Übrigens, zu der Zeit als manche von uns noch in den Semesterferien in den Fabriken gejobbt haben, gab es dort noch den Akkord. Wenn man zu schnell für den Stundenlohn X zu schnell war, (was uns Studenten so gut wie nie passiert ist :D ), wurden die festen Kollegen dort auch schnell mal handgreiflich. Ähnliches könnte man mit den Leuten in den Medienberufen machen, die eben nicht von ihrer Arbeit leben müssen, für die es nur ein Zubrot ist, und die dem Rest aber die Preise kaputt machen. Aber irgendwie sind die Zeiten für solche disziplinierende Maßnahmen auch vorbei. Weiß nicht, was besser ist oder war.
 
@divy: Das Problem beginnt dann, sich von der individuellen Ebene zu lösen, sobald diese Haltung, die sich durch das legendentaugliche Zitat "besser als bei Aldi und nicht wirklich Stress" ganz anschaulich manifestiert, zu einer Massenhaltung wird. Denn dann bekommt nicht nur derjenige, der so denkt, sein Leben lang, was er verdient. Nein, auch all jene, die NICHT so denken, bekommen dann, was jener verdient. Und das dürfte beträchtlich weniger sein, als diesen Menschen zusteht. Will heissen: Er demoliert den Arbeitsmarkt auf verantwortungslose Weise.
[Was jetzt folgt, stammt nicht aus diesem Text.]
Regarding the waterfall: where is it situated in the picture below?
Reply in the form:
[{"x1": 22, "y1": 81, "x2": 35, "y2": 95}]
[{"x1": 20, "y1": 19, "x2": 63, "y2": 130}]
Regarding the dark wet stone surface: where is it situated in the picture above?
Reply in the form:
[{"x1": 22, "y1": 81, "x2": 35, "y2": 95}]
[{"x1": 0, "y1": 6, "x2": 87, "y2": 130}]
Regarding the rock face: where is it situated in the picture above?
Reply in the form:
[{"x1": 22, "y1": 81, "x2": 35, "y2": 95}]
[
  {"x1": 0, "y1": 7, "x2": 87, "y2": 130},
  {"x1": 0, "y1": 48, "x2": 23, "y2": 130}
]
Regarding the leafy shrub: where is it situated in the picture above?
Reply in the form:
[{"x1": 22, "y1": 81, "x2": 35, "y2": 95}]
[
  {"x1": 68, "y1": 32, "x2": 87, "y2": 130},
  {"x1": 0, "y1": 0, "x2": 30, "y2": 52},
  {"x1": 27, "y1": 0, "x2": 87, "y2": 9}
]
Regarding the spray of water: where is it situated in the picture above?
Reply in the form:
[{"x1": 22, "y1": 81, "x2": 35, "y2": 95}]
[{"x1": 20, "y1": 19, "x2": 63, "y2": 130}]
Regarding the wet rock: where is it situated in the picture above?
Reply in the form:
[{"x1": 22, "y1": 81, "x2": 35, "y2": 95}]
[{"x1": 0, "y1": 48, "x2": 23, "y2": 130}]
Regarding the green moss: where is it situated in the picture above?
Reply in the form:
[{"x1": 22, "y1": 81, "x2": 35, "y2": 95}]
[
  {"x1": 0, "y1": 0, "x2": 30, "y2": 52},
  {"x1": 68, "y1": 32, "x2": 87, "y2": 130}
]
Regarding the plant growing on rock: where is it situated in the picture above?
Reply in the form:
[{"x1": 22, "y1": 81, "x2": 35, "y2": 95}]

Vor 15 Jahren beschwerte sich bei mir einmal ein Reisebusfahrer über seine osteuropäischen Kollegen. Diese würden nach Dienstschluss (und bereits maximal ausgereizter Lenkzeit) auch noch freiwillig den Bus selbst putzen. Was war die Folge? Die Putzfrauen wurden abgeschafft und die deutschen Busfahrer durften ohne Lohnerhöhung auch noch gratis die Busreinigung an ihre Arbeitszeit dranhängen, womit dei vorgeschriebenen Ruhezeiten tlw. schon überschritten wurden. Die Polen etc. hatten die Stellung aller Arbeitnehmer in diesem Betrieb verschlechtert. Und genau das machen diese Julchens in unserem Radiobusiness auch! Schande über sie!!
 
Um etwas konkreter zu werden: Welches Honorar sollte ein freiberuflicher Moderator pro Stunde erhalten?

Zum Vergleich: Im Bildungssektor betragen die stündlichen Honorare i.d.R. zwischen 17 und 25€ brutto.
Wäre das eurer Meinung nach angemessen, zu hoch oder zu niedrig?